EXAMPLE The density of a melt prepared by dissolving polycrystalline Si had the relationship shown in FIG. 2 with temperature. That is, from the melting point (about 1420 ° C.) to the temperature t ₁ (≒ 1440)
The temperature change rate of the melt density in the region up to (° C.) is clearly different from the temperature change rate in the region above the temperature t ₁ . This difference suggests that heterogeneous clusters are generated in the region.

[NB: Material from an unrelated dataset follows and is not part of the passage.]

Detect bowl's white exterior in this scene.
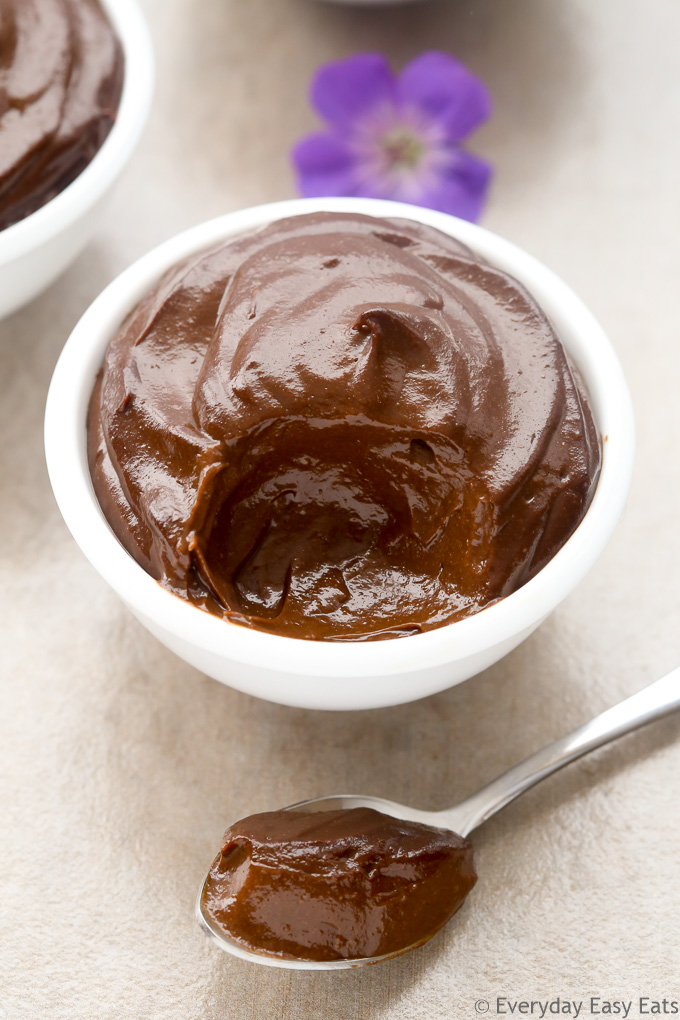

[0013] thermometer 11u, while the temperature both in the temperature t ₁ following melt 6 measured by 11d, it began pulling of the single crystal 8. At this time, the temperature fluctuation range of the melt 6 was 15 ° C. or less. The obtained single crystal is
As shown in Table 1, it was of high quality with few defects such as dislocations. Note that in Table 1, the temperature was partially changed to the temperature t.
A single crystal pulled from the melt 6 at a temperature higher than ₁ by about 20 ° C. at the maximum is shown as a comparative example. The temperature fluctuation was 60 ° C. at the maximum, and was obtained by processing the detection values by the thermometers 11 u and 11 d by the control mechanism 12.

[0014]

[Table 1]

[0015]

As described above, in the present invention, the temperature change rate of the melt density of the Si melt is determined in advance, and the temperature of the entire Si melt is reduced to a temperature t ₁ or less at which the temperature change rate changes. Is maintained, and the single crystal is pulled up from the Si melt in this state. As a result, there is no introduction of micro defects or dislocations presumed to be caused by the incorporation of clusters having different microstructures dispersed in the melt, and a high quality product can be obtained under stable conditions.

[Brief description of the drawings]

Fig. 1 Single crystal pulling by Czochralski method

FIG. 2 is a graph showing that the density of a Si melt has temperature dependence.

FIG. 3 is a drawing device employed in the present invention.

[Explanation of symbols]

1: Closed container 2: Crucible 3: Support 4,
4u, 4d: heater 5: heat insulating material 6: melt 7: seed crystal 8: single crystal 9: wire 10: rotary winding mechanism 11u,
11d: thermometer 12: control mechanism

 ────────────────────────────────────────────────── ─── Continued on the front page (72) Inventor Eiji Tokizaki 1-15-4 Tokodai, Tsukuba City, Ibaraki Prefecture Sky Heights B-202 (72) Inventor Kazutaka Terashima 206-3 Nakano, Ebina City, Kanagawa Prefecture (72) Inventor Akira Nagashima 4-13-12 Kitamachi, Kichijoji, Musashino-shi, Tokyo (72) Inventor Shigeyuki Kimura 3-712 Takezono, Tsukuba-shi, Ibaraki (56) References JP-A-2-97475 (JP, A) JP-A-3 60491 (JP, A) JP-A-4-317494 (JP, A)

Claims (1)

(57) [Claims] 1. A temperature change rate of a melt density of a Si melt from which a single crystal is pulled is obtained in advance, and the temperature of the Si melt is lowered to a temperature not higher than a temperature t ₁ (≒ 1440 ° C.) at which the temperature change rate changes from large to small. A single crystal pulling method comprising pulling a single crystal from a Si melt maintained at the temperature t ₁ or lower while maintaining the whole.